Mr. Donilon may be the closest thing that Mr. Biden has to an alter ego — someone who can divine what the president is thinking and translate it into a political message. It was Mr. Donilon who guided Mr. Biden through his public response after the Supreme Court struck down Roe v. Wade in 2022. Mr. Donilon, aware that the Irish Catholic president was uncomfortable talking about abortion, framed the issue in Mr. Biden’s speeches as a matter of personal freedom and privacy.
His value, people who know Mr. Biden say, is understanding how the president would want to address an issue before it ever reaches the Oval Office.
The Confidant
In early January this year, Mr. Biden and Mr. Kaufman spent almost two hours at the Fieldstone Golf Club Grille in Wilmington, not far from the president’s home away from the White House.
There are few moments in Mr. Biden’s political and personal life that the two haven’t shared, and little they don’t discuss. Mr. Kaufman, who has a fast-talking, blunt style, is less forthcoming about the details of their meetings.
“It’s my policy to not talk about my discussions with the president,” he often says.
Mr. Kaufman, a Philadelphia native who lives in Wilmington full time now, has been ever-present. Starting in the earliest days of Mr. Biden’s political career, he has made appearances including a seemingly endless string of local Democratic fund-raisers around the country. Mr. Kaufman, who was Mr. Biden’s longtime Senate chief of staff, is one of the handful of advisers frequently at Mr. Biden’s Wilmington home.
When Mr. Biden took the Amtrak back and forth from Washington to Wilmington every day, Mr. Kaufman was often in the seat next to him. (His advice: If you don’t know the answer to one question when you brief him, that’s the question he will ask.) And Mr. Kaufman filled in as Delaware’s senator when Mr. Biden became vice president.
He has been entrusted with some of the most sensitive decisions Mr. Biden has made over the course of his career. In 1986, it was Mr. Kaufman who helped him quietly construct the blueprint for his first run for the presidency. “We’re just trying this out,” Mr. Biden would say.

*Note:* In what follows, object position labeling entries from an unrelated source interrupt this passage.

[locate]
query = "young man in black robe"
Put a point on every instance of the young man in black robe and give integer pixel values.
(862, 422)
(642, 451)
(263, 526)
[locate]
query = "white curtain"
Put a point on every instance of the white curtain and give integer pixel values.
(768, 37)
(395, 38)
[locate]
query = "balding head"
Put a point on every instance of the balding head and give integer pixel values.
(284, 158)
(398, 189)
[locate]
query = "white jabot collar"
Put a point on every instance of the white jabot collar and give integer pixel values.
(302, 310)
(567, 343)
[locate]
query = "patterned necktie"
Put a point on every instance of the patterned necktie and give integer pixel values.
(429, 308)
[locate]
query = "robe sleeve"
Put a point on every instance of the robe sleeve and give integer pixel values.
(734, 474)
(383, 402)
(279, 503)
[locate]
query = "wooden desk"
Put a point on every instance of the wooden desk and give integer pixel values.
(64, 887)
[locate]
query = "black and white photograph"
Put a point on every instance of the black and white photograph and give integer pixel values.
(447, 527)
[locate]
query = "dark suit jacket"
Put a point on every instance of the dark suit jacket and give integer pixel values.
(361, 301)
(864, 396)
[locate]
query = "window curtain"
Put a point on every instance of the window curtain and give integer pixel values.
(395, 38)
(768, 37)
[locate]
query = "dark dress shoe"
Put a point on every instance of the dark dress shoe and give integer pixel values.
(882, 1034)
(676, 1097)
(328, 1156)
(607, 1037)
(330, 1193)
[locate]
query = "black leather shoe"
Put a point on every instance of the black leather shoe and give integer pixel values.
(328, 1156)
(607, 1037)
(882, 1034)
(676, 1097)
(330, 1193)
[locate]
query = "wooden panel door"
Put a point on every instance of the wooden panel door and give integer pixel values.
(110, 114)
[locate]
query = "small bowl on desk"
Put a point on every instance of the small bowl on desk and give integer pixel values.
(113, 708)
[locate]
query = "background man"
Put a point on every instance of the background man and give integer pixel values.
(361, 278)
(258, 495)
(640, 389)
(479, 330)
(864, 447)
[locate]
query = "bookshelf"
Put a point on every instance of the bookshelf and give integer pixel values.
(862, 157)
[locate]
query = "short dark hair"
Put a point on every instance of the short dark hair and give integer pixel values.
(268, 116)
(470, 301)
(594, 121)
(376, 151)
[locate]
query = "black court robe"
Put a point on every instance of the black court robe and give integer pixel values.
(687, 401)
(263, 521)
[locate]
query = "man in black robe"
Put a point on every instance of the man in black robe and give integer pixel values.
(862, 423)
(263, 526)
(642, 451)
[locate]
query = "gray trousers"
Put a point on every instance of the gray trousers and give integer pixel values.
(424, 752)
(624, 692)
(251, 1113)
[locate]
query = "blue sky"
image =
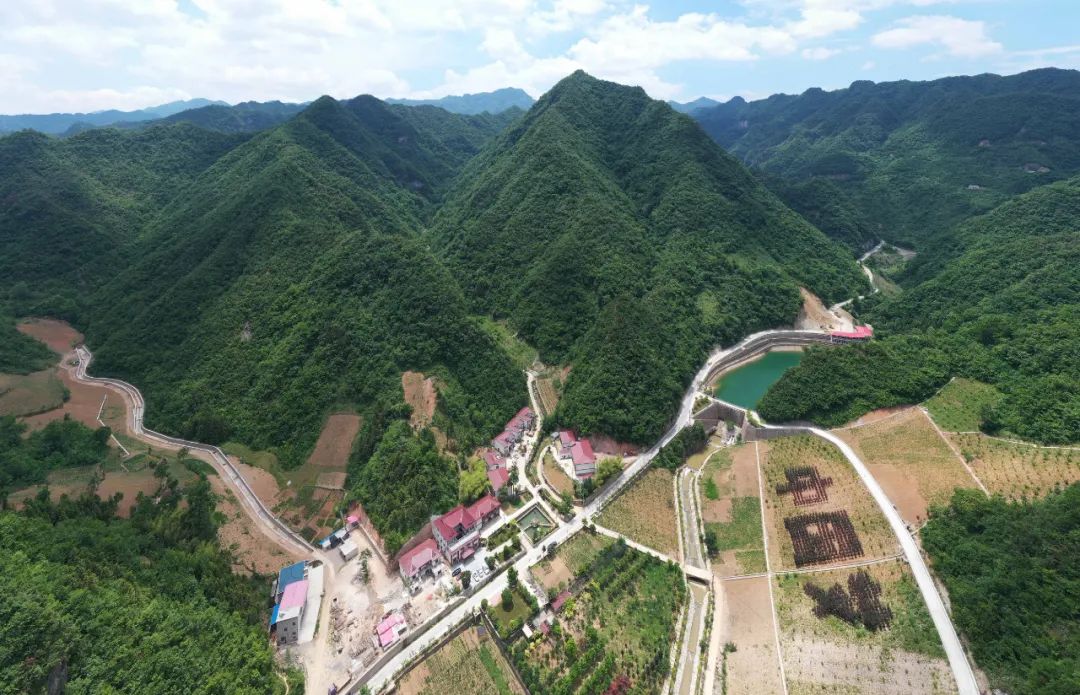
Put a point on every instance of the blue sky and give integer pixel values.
(82, 55)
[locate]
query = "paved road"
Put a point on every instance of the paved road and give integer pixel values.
(690, 527)
(272, 527)
(954, 650)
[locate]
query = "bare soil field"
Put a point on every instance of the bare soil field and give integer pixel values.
(912, 462)
(421, 395)
(1016, 469)
(646, 512)
(57, 335)
(754, 667)
(555, 476)
(29, 394)
(839, 495)
(470, 663)
(829, 655)
(335, 441)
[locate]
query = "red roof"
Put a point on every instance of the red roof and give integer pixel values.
(484, 506)
(494, 459)
(582, 453)
(418, 557)
(859, 332)
(498, 477)
(447, 525)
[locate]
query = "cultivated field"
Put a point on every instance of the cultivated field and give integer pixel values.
(619, 628)
(910, 461)
(571, 558)
(730, 508)
(29, 394)
(753, 667)
(645, 512)
(958, 407)
(886, 644)
(826, 516)
(1017, 469)
(470, 663)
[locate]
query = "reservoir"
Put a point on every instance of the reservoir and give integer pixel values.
(745, 385)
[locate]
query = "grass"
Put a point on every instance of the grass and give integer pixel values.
(645, 512)
(30, 394)
(958, 407)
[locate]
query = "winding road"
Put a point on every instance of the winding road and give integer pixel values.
(270, 525)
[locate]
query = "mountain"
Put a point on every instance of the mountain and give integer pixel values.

More than 20 years later, Mr. Kaufman, fully aware of the scars of that race, was the only non-Biden in the room when Mr. Biden’s family sat him down and asked him to run again in 2008.
For the president, the lunches are more than just a moment to catch up with an old friend. He seeks out Mr. Kaufman to get insight from — and trade gripes with — a confidant whose instincts have always leaned toward protecting the Biden political brand. In 2020, it was Mr. Kaufman who managed Mr. Biden’s transition into the office he had sought for decades.
“Joe has long since said that Ted Kaufman is the wisest man he’s ever known,” Valerie Biden Owens, the president’s sister, wrote in her memoir. “Ted is his true north.”
Kate Bedingfield, who was a top communications adviser for Mr. Biden for years and is now a political commentator on CNN, said the three men are uniquely able to keep “the essence of Joe Biden” at the center of everything.
“Everyone understands and appreciates that when they speak for the president, they are channeling his voice in full,” she said. “Because very few people without the last name Biden know him better than those three.”